Nuestra propuesta parte de la consolidación de las dos primeras crujías del edificio histórico y de la reconfiguración de los patios existentes. Nuestro ejercicio arquitectónico consiste en limpiar, ordenar y hacer más legible el valor patrimonial de la edificación, revelando la yuxtaposición de volúmenes que, con el paso del tiempo, ha ido construyendo el tejido histórico del municipio.
La construcción original se apoyaba en crujías ortogonales que trataban de adaptarse a una
parcela que se alabea conforme uno se adentraba en ella. Fruto de ello, en nuestros primeros bocetos aparecieron esquinas duras, encuentros puntiagudos y trazos abruptos. Sin embargo, casi de manera natural, esas líneas comenzaron a suavizarse: empezaron a fluir, a ondular mediante suaves tangencias, hasta convertirse en trazos continuos, envolventes, capaces de amoldarse espontáneamente a la forma de la parcela. En esa geometría fluida, los dos patios se convierten en los focos principales de la vivienda.
Desde ellos se articula el programa: en planta baja, las crujías rehabilitadas acogen el estudio, el garaje, el baño y el vestíbulo de acceso, que conduce al primer patio y, más adelante, al gran espacio de salón-cocina-comedor, abierto mediante grandes cristaleras al patio posterior.
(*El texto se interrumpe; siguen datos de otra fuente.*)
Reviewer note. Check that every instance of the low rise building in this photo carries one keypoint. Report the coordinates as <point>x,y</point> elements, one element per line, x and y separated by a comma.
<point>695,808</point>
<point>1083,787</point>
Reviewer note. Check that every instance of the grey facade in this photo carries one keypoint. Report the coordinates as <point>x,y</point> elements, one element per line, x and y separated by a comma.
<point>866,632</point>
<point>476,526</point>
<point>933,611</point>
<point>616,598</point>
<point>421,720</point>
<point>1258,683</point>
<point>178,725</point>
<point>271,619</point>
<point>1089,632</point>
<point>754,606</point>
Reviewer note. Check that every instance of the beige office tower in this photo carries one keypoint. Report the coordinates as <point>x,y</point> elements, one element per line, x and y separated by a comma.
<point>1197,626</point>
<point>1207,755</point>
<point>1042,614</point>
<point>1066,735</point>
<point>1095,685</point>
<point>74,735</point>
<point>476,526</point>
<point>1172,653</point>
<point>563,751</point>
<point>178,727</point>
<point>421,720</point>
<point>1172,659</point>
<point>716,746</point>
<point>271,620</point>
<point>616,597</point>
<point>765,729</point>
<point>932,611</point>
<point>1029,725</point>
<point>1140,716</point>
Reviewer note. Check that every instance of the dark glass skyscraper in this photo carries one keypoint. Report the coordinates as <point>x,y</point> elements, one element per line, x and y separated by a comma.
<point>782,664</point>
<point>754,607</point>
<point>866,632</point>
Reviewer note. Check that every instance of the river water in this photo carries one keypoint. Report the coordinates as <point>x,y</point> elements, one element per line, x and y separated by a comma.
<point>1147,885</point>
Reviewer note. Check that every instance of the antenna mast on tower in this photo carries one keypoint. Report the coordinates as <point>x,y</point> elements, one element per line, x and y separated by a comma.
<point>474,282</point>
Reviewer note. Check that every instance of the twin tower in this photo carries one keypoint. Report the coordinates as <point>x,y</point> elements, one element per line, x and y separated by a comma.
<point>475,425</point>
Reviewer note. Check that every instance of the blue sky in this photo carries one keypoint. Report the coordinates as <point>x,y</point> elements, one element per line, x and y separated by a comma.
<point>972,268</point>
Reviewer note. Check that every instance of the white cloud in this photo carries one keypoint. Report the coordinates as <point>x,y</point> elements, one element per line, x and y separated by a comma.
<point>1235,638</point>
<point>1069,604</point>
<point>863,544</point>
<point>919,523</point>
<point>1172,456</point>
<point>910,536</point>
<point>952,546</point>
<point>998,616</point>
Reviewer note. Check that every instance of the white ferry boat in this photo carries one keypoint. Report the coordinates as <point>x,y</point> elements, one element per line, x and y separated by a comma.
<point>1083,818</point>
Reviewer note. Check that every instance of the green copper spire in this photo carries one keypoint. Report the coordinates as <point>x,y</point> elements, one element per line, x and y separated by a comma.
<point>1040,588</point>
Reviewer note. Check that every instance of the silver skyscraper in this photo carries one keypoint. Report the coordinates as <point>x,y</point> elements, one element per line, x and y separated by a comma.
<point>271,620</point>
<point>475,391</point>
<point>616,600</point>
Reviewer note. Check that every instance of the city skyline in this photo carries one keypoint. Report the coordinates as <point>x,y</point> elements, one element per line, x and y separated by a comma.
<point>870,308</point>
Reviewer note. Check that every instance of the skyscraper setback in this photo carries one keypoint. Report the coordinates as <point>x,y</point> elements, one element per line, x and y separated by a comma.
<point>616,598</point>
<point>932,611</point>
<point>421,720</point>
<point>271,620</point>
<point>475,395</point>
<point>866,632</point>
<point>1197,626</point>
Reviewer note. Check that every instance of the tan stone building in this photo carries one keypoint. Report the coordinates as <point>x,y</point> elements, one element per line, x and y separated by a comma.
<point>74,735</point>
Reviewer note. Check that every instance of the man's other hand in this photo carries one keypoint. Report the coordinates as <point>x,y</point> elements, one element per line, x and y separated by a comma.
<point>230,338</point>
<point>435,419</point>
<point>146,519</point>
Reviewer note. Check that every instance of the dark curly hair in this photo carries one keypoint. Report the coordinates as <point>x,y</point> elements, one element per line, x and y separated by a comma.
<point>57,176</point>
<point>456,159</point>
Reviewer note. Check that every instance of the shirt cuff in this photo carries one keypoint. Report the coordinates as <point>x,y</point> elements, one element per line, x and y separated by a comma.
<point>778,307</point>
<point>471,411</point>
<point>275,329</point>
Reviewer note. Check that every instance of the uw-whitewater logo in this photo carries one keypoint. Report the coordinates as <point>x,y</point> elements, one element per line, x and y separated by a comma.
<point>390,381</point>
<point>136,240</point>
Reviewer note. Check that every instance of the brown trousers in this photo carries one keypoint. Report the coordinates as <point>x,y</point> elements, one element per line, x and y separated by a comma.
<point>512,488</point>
En planta primera, los dormitorios y las piezas de servicio completan la casa, junto al dormitorio principal que se hace a un lado y se proyecta hacia el patio de fondo, liberando el volumen necesario para la doble altura del salón.
La Casa María Beltrán nace así de una hermosa antítesis: hacer brotar, desde la rigidez de los antiguos muros de carga, una arquitectura fluida, dinámica y ligera. Una casa que desempolva la memoria del lugar para escribir, con suavidad, un nuevo trazado de su historia.